Doom pour Windows 95. / Pixels
Nos premières tentatives pour répondre à la promesse de faire tourner une copie d’époque de Doom 95 ont toutefois misérablement échoué. La faute à… un affichage d’écran trop large, comme nous l’a appris un tutoriel sur YouTube.
Pour y parvenir, il a fallu passer l’écran de notre Windows 95 en mode 256 couleurs et résolution de 640 x 480 pixels. La suite signa le grand retour d’un tube oublié des années 1990 : redémarrer-planter-scandisk-bureau-planter-redémarrer-scandisk-etc. La seule fois où nous avons réussi à obtenir la configuration demandée, puis à jouer à Doom 95, il a fallu attendre une dizaine de minutes, sans rien toucher, devant le regard interloqué de collègues pressés de partir à la cantine.
Pendant ce temps-là, nous sommes retournés sur notre smartphone pour consulter divers messages reçus, y répondre avec des GIF tout en écoutant de la musique avec un casque Bluetooth, et tout ça sur un écran tactile aux couleurs vives. Le contraste entre l’interface lente et sobre de Windows 95 fut saisissant. Et nous poussera à envoyer un conseil à notre adolescence des années 1990, piégée face à un « écran bleu de la mort » : patience, dans vingt ans, tout ira mieux.
En bref
On a aimé :
- Revivre ses premières émotions informatiques ;
- Explorer l’architecture et le design d’un système d’exploitation culte ;
- Tenter de défragmenter son disque dur ;
- Jouer au Démineur.
On n’a pas aimé :
- L’absence de raccourci vers le bureau ;
- L’impossibilité de mettre son CD AOL pour profiter de 50 heures d’Internet gratuites ;
- Le dixième affichage d’affilée de Scandisk.

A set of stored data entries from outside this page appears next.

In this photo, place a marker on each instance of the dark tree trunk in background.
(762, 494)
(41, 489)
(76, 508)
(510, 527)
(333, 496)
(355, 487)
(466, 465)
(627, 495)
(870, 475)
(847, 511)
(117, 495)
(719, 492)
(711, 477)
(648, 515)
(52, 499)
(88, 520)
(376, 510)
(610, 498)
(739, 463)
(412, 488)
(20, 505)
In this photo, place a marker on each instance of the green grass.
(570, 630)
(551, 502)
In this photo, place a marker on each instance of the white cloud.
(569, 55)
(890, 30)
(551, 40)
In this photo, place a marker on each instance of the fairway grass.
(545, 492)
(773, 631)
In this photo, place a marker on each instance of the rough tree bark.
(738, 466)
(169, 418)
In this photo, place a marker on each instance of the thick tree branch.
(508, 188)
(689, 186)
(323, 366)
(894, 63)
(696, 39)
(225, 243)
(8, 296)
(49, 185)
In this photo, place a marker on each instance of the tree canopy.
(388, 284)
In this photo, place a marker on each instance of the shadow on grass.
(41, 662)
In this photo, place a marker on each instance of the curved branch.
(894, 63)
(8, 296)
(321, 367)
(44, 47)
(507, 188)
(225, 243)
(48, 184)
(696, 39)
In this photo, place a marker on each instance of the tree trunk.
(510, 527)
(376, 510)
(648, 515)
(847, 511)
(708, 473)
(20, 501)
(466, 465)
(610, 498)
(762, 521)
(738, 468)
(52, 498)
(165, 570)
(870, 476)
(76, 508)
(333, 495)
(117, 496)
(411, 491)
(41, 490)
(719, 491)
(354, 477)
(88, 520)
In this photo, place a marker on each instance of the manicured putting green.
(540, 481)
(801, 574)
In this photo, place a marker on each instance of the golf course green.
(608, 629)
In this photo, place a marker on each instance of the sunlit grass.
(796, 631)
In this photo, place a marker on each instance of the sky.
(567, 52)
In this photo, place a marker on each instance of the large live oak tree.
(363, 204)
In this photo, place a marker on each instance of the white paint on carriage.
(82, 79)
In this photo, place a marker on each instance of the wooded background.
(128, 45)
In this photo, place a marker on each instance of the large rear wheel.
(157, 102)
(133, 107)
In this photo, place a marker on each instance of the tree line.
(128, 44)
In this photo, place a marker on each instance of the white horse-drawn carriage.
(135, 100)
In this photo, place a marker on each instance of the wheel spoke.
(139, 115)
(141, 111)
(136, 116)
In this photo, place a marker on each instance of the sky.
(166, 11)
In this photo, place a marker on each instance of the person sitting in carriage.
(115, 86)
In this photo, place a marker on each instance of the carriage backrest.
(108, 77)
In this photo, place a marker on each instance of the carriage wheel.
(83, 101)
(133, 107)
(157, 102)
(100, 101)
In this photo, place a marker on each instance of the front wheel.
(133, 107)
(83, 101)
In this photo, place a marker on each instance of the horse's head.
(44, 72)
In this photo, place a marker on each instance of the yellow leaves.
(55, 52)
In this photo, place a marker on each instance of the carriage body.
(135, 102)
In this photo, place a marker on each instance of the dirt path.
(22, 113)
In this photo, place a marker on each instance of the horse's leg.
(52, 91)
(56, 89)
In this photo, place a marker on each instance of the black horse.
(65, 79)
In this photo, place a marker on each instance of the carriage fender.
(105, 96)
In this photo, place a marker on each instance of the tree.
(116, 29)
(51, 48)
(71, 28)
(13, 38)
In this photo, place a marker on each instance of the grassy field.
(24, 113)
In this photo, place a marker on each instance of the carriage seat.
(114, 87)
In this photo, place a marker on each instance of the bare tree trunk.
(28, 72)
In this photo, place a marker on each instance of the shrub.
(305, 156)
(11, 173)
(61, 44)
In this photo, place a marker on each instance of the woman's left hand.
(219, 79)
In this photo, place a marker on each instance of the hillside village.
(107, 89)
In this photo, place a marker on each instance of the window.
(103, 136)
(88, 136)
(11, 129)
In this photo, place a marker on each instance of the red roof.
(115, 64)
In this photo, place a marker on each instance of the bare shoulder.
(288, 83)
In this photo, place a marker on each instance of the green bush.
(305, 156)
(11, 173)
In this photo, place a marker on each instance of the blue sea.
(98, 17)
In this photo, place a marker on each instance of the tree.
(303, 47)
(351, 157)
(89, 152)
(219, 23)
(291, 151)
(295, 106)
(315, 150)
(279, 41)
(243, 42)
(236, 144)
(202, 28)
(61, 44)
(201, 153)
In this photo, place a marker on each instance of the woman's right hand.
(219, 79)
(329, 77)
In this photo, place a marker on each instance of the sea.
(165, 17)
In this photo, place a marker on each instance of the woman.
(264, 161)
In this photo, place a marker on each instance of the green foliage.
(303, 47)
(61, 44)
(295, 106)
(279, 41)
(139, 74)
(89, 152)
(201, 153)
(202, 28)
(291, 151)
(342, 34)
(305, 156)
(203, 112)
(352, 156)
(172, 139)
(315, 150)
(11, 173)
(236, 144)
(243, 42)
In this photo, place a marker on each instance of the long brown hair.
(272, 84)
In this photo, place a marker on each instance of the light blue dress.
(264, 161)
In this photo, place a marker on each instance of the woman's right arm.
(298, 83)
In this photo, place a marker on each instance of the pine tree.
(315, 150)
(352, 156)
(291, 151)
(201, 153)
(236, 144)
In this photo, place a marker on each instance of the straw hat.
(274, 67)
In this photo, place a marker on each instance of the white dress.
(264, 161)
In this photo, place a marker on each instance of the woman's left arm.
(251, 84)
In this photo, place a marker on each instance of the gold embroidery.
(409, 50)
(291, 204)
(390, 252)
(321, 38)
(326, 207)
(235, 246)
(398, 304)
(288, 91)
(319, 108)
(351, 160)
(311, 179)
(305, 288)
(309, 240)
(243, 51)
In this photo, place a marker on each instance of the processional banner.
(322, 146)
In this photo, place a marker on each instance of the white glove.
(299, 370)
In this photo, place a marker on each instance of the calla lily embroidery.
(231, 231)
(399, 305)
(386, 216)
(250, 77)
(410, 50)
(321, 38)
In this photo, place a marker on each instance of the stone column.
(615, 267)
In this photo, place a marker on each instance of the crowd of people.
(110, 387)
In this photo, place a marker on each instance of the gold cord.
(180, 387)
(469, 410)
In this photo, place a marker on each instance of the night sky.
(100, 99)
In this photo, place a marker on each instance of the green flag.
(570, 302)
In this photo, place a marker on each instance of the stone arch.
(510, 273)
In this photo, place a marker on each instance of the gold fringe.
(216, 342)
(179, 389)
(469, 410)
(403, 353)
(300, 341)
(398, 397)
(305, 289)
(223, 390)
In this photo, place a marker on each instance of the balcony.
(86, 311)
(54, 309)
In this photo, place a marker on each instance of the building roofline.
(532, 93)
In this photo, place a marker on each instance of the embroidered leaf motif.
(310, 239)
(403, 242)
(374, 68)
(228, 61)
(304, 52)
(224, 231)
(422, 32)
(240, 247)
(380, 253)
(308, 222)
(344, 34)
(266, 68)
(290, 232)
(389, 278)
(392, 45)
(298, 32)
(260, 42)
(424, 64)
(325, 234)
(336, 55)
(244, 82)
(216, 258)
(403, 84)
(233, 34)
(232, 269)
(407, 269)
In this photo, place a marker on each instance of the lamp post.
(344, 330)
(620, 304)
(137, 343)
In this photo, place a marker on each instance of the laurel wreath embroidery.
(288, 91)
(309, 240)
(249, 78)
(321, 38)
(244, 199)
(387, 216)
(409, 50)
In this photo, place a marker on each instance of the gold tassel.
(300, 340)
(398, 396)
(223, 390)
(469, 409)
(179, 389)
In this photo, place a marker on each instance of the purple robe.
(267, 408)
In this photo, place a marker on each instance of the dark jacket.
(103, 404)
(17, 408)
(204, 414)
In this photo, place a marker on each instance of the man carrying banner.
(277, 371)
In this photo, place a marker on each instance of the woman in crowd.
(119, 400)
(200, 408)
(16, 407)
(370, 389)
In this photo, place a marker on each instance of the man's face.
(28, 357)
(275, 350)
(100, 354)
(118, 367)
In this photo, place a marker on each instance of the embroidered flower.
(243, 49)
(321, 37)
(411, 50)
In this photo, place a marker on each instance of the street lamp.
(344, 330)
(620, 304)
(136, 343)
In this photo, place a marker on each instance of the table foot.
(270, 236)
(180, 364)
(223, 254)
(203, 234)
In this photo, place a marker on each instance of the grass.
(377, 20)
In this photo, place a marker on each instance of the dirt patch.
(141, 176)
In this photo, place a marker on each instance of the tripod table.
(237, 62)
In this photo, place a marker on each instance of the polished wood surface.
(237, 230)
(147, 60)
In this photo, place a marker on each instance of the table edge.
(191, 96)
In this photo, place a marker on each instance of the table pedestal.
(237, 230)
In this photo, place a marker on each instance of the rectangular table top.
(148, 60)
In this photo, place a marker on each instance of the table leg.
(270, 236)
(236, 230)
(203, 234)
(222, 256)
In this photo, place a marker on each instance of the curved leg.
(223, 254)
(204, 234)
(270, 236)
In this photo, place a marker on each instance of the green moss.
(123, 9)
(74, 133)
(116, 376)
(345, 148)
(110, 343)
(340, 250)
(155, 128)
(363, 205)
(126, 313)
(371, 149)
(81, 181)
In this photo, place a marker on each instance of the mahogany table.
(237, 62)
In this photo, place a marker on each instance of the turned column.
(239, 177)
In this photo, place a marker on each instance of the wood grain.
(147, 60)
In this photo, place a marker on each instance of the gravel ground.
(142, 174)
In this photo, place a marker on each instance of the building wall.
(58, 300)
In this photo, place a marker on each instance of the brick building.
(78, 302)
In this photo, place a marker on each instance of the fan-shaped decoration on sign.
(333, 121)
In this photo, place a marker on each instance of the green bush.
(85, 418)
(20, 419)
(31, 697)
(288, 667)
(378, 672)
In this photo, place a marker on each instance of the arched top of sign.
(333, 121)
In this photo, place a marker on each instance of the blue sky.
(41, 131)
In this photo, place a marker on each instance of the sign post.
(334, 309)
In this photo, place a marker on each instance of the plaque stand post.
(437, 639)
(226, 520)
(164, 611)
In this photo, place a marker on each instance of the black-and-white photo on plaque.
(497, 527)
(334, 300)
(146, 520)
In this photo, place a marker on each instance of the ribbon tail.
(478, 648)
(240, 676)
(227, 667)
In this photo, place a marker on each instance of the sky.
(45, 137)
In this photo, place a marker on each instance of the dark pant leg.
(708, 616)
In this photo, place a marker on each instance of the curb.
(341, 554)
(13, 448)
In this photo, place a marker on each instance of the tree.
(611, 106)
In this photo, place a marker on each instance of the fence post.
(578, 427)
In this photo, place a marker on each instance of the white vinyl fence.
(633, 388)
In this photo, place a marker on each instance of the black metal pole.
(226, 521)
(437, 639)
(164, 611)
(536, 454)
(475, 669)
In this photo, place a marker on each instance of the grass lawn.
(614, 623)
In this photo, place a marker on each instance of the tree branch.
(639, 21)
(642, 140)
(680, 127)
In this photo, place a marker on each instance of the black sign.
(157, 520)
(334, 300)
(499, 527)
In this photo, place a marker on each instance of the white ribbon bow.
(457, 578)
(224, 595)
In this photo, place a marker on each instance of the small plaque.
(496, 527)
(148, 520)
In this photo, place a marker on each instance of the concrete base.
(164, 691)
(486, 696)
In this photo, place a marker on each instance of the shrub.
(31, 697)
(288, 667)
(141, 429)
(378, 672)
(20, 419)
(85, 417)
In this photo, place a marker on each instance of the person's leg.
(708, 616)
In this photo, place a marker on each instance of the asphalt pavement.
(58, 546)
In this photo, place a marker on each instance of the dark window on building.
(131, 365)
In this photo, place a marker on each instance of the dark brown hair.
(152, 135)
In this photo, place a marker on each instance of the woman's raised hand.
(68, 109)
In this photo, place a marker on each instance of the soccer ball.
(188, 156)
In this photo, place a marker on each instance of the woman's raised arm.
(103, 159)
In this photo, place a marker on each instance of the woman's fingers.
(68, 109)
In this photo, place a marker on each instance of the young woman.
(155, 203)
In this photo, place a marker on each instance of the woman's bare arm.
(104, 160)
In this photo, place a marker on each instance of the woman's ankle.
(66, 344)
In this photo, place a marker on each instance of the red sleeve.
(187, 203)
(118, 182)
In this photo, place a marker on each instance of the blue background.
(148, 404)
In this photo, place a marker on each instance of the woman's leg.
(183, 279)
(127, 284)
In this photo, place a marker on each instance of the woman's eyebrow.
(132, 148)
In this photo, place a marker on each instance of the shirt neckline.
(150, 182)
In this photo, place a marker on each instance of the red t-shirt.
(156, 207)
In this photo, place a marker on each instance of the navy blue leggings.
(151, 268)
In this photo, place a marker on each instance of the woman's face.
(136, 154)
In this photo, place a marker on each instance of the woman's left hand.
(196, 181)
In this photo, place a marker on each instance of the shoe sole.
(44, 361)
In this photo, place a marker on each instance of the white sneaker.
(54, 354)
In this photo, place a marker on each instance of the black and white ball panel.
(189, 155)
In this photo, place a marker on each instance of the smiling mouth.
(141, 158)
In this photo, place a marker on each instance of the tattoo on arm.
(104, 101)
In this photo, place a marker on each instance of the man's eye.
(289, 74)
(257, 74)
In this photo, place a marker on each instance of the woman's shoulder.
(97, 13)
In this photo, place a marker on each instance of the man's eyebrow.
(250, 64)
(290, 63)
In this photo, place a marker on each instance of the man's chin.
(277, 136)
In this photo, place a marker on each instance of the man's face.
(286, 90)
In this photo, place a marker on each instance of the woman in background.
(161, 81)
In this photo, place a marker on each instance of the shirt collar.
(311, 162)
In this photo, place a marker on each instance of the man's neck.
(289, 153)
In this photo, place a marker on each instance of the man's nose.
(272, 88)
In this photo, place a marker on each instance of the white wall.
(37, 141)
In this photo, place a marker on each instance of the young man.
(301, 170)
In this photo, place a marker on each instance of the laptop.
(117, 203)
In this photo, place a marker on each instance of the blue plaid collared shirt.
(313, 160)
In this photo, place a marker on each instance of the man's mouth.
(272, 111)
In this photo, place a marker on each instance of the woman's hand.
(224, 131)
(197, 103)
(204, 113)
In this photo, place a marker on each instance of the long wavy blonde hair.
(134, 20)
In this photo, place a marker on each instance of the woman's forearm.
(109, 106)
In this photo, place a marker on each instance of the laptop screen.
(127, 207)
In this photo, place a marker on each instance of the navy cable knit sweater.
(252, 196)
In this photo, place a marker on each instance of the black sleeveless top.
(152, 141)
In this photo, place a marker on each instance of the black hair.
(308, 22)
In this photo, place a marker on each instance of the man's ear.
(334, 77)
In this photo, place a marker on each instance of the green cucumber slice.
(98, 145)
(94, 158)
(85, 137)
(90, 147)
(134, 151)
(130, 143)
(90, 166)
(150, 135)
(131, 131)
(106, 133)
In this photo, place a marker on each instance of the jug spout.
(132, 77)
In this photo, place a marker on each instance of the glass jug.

C’est plutôt pour vous si…
- Vous avez du temps devant vous ;
- Vous êtes nostalgique ;
- Vous voulez montrer à vos enfants ce que voulait dire « avoir un ordinateur » à l’époque, pendant qu’eux trouvent ça normal d’avoir trois vidéos YouTube qui tournent en fond sur l’ordinateur du salon pendant leur partie de Minecraft, à laquelle, en fait, ils ne jouent pas parce qu’ils répondent à Dylan sur Instagram qui a encore fait un selfie trop abusé dans sa story.
Ce n’est plutôt pas pour vous si…
- Vous n’avez jamais utilisé Windows 95 ;
- Vous ne comprenez pas la notion d’« émotion informatique » ;
- Vous préfériez Steve Jobs à Bill Gates.